24 Kefarnahum'a geldiklerinde, iki dirhemlik tapınak vergisini toplayanlar Petrus'a gelip, “Öğretmeniniz tapınak vergisini ödüyor, değil mi?” diye sordular.
जवय त्या कफर्णहुम गावमा वनात तवय मंदिरना कर गोया करनारानी पेत्रले ईचारं, तुमना गुरू मंदिरना कर नही देस का?
25 Petrus, “Ödüyor” dedi. Petrus eve gelince, daha kendisi bir şey söylemeden İsa ona, “Simun, ne dersin?” dedi. “Dünya kralları gümrük ya da vergiyi kimlerden alır? Kendi oğullarından mı, yabancılardan mı?”
तो बोलना, हा देस, मंग तो घरमा येवावर काही बोलाना पहिलेच येशुनी त्याले ईचारं, शिमोन, तुले काय वाटस? पृथ्वीवरला राजा कोणाकडतीन कर लेतस? आपला पोऱ्यासकडतीन की परकासकडतीन?
26 Petrus'un, “Yabancılardan” demesi üzerine İsa, “O halde oğullar muaftır” dedi.
तो बोलना, परकासकडतीन मंग येशु त्याले बोलना, म्हणीन पोऱ्या कर भरापाईन मुक्त शेतस.
27 “Ama vergi toplayanları gücendirmeyelim.
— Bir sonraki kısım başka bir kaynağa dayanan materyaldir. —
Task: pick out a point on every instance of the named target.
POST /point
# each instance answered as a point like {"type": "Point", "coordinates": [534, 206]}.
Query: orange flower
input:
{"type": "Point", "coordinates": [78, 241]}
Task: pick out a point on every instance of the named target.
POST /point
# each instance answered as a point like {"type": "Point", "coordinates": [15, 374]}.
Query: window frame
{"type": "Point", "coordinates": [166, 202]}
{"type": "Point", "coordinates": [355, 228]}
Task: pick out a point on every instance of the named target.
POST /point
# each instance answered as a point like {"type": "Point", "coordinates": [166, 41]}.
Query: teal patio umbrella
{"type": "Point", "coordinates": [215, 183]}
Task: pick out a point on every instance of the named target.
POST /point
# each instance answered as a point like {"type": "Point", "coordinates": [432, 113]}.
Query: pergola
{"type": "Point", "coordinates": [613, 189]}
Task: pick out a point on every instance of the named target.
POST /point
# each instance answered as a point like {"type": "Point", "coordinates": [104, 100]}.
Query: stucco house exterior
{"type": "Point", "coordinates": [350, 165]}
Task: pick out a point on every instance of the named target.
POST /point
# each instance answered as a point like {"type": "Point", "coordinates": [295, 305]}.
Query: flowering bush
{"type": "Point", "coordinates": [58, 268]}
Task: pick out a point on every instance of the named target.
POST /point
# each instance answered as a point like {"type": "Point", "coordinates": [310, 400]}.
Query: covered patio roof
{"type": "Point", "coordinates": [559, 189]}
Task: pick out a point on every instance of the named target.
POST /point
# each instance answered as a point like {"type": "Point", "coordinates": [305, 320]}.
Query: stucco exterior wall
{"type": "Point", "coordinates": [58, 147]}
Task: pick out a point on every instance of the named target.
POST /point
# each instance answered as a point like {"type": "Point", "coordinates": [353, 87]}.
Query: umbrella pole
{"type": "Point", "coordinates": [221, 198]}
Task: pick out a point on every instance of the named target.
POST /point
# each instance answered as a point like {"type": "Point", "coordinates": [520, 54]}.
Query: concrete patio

Göle gidip oltanı at. Tuttuğun ilk balığı çıkar, onun ağzını aç, dört dirhemlik bir akçe bulacaksın. Parayı al, ikimizin vergisi olarak onlara ver.”
पण त्यासनाकरता आपण अडथळा बनाले नको, म्हणीन तु समुद्रमा जाईसन गळ टाक; अनी जो मासा पहिले वर ई, तो मासा धरीन त्यानं तोंड उघाड; म्हणजे तुले दोन रूपया सापडतीन त्या लिसन मनाबद्दल अनं तुनाबद्दल त्यासले दे.